Lislegard was on stage as a show of support and didn’t intend to speak, he said, until moved to do so at the last minute by someone in the crowd.
That someone was youngster Nikko Porter, of Pengilly, whose father works at MCF-Togo. Nikko and his family were among the few who chose to sit on the hot asphalt in front of the stage rather than seek the comfort of the shade. Seated in a child-sized lawn chair, Nikko held a brightly lettered sign over his head that read “Save Our Daddy’s Job.”
“I wasn’t going to speak, but I saw that sign out there that says save my daddy’s job,” Lislegard said when he stepped to the podium. An edge of emotion in his voice grew as he continued.
“Almost 20 years ago, I was a father, 27 years old, married with two children, and I lost my job,” he said. “And I watched what happened when it just ravaged the Range. We lost our only grocery store. We lost our only dentist, we lost our only pharmacy, and we’re still struggling.
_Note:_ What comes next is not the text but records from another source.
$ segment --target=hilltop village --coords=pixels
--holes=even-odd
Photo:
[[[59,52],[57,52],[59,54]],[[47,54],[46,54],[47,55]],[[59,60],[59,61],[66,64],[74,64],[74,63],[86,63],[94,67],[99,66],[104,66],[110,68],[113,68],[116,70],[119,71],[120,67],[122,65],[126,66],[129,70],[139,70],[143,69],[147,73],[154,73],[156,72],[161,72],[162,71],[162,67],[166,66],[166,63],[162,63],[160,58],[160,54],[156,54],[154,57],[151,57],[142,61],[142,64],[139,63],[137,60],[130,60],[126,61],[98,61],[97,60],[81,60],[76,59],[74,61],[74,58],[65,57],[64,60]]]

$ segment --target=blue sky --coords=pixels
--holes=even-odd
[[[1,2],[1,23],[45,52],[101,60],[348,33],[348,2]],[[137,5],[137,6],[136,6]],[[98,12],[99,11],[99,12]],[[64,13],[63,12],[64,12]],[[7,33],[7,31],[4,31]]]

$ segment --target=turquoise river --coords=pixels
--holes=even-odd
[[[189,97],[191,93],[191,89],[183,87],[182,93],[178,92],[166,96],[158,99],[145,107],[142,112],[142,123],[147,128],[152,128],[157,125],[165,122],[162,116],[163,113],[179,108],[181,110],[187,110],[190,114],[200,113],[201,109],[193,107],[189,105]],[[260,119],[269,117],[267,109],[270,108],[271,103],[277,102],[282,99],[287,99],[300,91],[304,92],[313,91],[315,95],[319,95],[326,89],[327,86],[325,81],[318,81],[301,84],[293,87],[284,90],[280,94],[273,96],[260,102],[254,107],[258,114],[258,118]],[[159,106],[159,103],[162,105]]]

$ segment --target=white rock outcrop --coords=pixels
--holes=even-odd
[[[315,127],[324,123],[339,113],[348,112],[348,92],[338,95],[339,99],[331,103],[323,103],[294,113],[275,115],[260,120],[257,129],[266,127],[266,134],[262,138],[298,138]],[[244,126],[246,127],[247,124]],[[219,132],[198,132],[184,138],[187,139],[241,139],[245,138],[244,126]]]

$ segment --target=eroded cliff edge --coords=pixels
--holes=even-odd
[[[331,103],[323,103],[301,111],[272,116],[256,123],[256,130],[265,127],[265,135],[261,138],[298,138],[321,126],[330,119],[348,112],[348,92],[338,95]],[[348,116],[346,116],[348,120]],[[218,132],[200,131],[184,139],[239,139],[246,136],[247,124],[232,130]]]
The union hall that I was a trustee of, Local 41? Oh wait, it’s now the food shelf.”
Lislegard continued, “You know, it’s really sad how hard it is on the Iron Range that we have to fight, to go to work and to keep our jobs,” he said. “We’re not asking for a free lunch or handouts. We’re asking for the ability to go to work and provide for our families and contribute to society. And yet we’re here doing this. Come on, Governor. Come on, Commissioner. We need your help. And we need to get it done.”
The next opportunity for the Legislature to consider the supplemental budget request will be at a special session in September.